Mit ihnen, sagen langjährige Stammtisch-Gäste wie Ernst Windmüller, einst Bürgermeister in Buchenberg und sein Nachfolger Toni Barth, werde auch Menschliches diskutiert – von Nachbargemeinde zu Nachbargemeinde. „Probleme trägt man ein bisschen Miteinander“, ergänzt Guggenmos. (Lesen Sie auch: Omikron und Kinder: Zahlen hoch, Gefahr klein)

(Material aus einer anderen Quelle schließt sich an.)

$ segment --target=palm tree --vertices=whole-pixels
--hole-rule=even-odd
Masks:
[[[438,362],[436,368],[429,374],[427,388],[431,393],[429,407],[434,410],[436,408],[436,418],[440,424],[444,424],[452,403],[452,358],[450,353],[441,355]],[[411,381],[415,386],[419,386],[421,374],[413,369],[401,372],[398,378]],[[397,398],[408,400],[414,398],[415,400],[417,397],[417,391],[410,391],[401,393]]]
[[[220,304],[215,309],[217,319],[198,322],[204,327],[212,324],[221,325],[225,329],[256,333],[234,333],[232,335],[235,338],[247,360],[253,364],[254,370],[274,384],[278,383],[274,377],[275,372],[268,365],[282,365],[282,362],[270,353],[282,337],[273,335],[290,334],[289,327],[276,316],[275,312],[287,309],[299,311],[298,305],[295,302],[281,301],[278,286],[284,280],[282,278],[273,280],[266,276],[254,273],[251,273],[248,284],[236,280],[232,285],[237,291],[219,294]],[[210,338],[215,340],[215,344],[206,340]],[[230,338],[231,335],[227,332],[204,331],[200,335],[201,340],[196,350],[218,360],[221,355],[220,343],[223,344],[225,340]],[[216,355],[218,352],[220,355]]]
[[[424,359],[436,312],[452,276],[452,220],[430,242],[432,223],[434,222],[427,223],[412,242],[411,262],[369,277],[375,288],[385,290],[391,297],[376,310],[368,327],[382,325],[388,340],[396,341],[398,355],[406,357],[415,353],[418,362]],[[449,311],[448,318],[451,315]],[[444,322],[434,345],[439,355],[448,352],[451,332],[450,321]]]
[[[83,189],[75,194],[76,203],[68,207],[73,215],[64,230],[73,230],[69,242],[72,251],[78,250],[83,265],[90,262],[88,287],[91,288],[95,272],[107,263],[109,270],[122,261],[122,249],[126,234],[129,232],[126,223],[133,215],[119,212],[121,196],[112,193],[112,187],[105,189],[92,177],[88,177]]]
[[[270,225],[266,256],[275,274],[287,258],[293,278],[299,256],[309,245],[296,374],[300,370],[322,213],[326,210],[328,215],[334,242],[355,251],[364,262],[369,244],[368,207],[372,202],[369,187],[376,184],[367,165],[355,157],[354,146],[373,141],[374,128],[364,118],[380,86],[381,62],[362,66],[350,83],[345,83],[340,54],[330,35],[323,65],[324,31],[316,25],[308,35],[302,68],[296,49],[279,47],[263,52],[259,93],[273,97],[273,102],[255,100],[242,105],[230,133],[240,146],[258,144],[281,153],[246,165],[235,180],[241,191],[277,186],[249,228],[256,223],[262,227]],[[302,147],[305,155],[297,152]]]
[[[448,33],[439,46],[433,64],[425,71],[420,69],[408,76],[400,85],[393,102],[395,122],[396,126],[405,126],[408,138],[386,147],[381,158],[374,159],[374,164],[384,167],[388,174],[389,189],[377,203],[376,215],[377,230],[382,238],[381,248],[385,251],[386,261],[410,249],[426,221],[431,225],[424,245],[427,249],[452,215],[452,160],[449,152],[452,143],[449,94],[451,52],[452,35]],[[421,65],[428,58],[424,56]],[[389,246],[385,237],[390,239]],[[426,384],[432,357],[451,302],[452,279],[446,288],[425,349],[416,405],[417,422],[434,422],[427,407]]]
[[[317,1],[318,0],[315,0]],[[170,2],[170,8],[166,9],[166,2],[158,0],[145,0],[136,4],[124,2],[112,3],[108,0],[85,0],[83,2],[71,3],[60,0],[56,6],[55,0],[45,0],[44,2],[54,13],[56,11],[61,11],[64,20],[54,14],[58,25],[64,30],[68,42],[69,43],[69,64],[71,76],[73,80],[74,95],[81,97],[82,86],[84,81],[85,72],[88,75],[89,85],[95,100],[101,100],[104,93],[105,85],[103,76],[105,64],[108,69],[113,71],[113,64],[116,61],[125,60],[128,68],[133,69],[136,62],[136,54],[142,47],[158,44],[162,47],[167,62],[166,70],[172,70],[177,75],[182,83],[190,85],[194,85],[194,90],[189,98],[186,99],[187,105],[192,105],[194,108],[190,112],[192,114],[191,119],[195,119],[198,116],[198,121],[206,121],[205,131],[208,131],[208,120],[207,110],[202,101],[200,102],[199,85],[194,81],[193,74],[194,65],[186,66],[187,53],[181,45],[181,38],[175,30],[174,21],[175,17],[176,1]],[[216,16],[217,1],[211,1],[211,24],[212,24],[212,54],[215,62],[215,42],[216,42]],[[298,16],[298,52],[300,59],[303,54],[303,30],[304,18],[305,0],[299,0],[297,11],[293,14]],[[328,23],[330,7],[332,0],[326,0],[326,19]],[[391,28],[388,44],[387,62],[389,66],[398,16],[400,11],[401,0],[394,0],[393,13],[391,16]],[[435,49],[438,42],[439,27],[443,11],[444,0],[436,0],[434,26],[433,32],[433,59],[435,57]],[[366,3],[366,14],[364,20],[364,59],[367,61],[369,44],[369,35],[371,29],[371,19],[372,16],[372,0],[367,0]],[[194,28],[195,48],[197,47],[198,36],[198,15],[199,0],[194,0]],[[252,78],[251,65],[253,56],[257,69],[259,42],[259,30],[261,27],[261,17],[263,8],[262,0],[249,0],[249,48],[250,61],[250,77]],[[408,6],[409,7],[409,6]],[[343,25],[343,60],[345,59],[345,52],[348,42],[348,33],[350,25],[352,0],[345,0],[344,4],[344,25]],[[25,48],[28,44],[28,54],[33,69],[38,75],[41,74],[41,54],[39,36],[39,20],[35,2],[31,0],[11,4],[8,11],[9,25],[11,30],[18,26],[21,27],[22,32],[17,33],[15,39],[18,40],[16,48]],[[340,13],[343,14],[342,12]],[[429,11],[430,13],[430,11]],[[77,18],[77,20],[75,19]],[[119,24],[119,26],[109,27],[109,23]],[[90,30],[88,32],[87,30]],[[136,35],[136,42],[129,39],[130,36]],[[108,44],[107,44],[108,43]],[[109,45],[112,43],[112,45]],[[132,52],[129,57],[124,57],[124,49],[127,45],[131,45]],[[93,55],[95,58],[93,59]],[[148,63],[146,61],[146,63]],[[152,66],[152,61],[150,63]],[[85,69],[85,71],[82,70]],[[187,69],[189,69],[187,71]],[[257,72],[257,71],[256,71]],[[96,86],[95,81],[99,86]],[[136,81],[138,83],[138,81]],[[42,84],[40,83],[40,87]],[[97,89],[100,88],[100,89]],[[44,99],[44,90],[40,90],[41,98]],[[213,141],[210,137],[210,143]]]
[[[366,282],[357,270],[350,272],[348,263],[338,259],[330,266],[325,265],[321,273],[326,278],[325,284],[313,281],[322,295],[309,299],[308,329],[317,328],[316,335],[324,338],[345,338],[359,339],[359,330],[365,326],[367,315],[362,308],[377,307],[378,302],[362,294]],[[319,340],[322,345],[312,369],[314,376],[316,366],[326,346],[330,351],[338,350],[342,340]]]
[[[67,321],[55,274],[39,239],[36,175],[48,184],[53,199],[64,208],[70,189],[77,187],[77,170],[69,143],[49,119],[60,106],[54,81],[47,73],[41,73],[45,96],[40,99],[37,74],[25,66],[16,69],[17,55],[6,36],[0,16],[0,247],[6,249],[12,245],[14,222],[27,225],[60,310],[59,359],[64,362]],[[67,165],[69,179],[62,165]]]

Auch zwischen Stadt und Land? Oder gilt der jahrelang strapazierte Satz „Stadt und Land, Hand in Hand“ nicht mehr? Mit zwei Alt-Landräten wie Kaiser und Klotz ist auch das immer wieder ein Thema. Grundsätzlich gut, benotet Klotz das Verhältnis, nur mit städtischen Zuschüssen für manche Projekte (wie ÖPNV) gebe es Differenzen. Und bei der Seilbahnidee hätte man ruhig das Umland einbinden können, um auch nach Buchenberg oder Wiggensbach zu schweben. Ein Hinweis, der unter die Kategorie „ironischer Seitenhieb auf Kempten“ fällt. Davon ist dann beim jährlichen „Derblecken“ am Stammtisch einiges mehr zu hören. Dann kommen laut Alexander Streicher (Weitnaus Alt-Bürgermeister) meist etwa 30 Gäste.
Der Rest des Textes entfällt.